Selain itu, masalah terkait RKAB (Rencana Kerja dan Anggaran Biaya) yang belum sepenuhnya terselesaikan juga menjadi kendala bagi beberapa perusahaan smelter dalam mendapatkan pasokan bijih nikel yang cukup. RKAB yang belum final seringkali membuat proses perizinan dan pembagian kuota produksi menjadi terhambat, yang pada akhirnya mendorong perusahaan-perusahaan smelter untuk mengimpor bijih nikel guna memenuhi kebutuhan produksi mereka.

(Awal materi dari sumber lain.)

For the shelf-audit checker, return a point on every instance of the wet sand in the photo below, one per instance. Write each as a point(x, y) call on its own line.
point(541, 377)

Pemerintah seyogianya dapat segera melakukan kebijakan untuk eksplorasi secara masif terutama di daerah frontier (green field) untuk menemukan sumber daya bijih nikel. Diperkirakan wilayah yang belum tersentuh eksplorasi lebih dari 50% terutama di wilayah timur Indonesia termasuk Papua Barat. Perusahaan dapat melakukan brown field exploration untuk mengonversi sumber daya menjadi cadangan dengan menggunakan kode KCMI secara benar untuk memastikan keakuratan datanya.

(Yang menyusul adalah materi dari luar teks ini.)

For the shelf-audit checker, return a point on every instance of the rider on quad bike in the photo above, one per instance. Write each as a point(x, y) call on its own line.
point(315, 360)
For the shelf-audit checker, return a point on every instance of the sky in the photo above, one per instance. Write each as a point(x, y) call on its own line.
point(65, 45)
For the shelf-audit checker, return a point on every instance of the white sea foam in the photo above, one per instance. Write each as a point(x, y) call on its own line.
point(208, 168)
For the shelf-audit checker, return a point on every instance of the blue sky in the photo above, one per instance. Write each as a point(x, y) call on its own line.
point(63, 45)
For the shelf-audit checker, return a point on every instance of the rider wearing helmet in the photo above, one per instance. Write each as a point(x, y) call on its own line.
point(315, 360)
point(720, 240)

Impor bijih nikel memang dapat menjadi solusi jangka pendek untuk menjaga kelangsungan industri smelter Indonesia. Langkah lain yang bisa dilakukan adalah dengan melakukan proses merger & acquisition (M&A) tambang nikel di luar negeri seperti Filipina, Australia, New Caledonia, dan lainnya sebagai alternatif bahan baku smelter. Jangka panjang, Indonesia perlu fokus pada pemanfaatan bijih nikel kadar rendah yang melimpah dengan pengembangan teknologi yang lebih efisien. Dengan demikian, Indonesia tidak hanya mengandalkan cadangan bijih nikel berkadar tinggi yang terbatas, tetapi juga bisa memanfaatkan potensi besar yang ada pada bijih nikel kadar rendah.
Selain itu, pemerintah dan sektor swasta perlu bekerja sama untuk menyelesaikan masalah terkait pembatasan produksi dan RKAB. Penyelesaian masalah regulasi ini akan memastikan pasokan bijih nikel dalam negeri bisa terkelola dengan baik, sehingga ketergantungan pada impor dapat diminimalkan.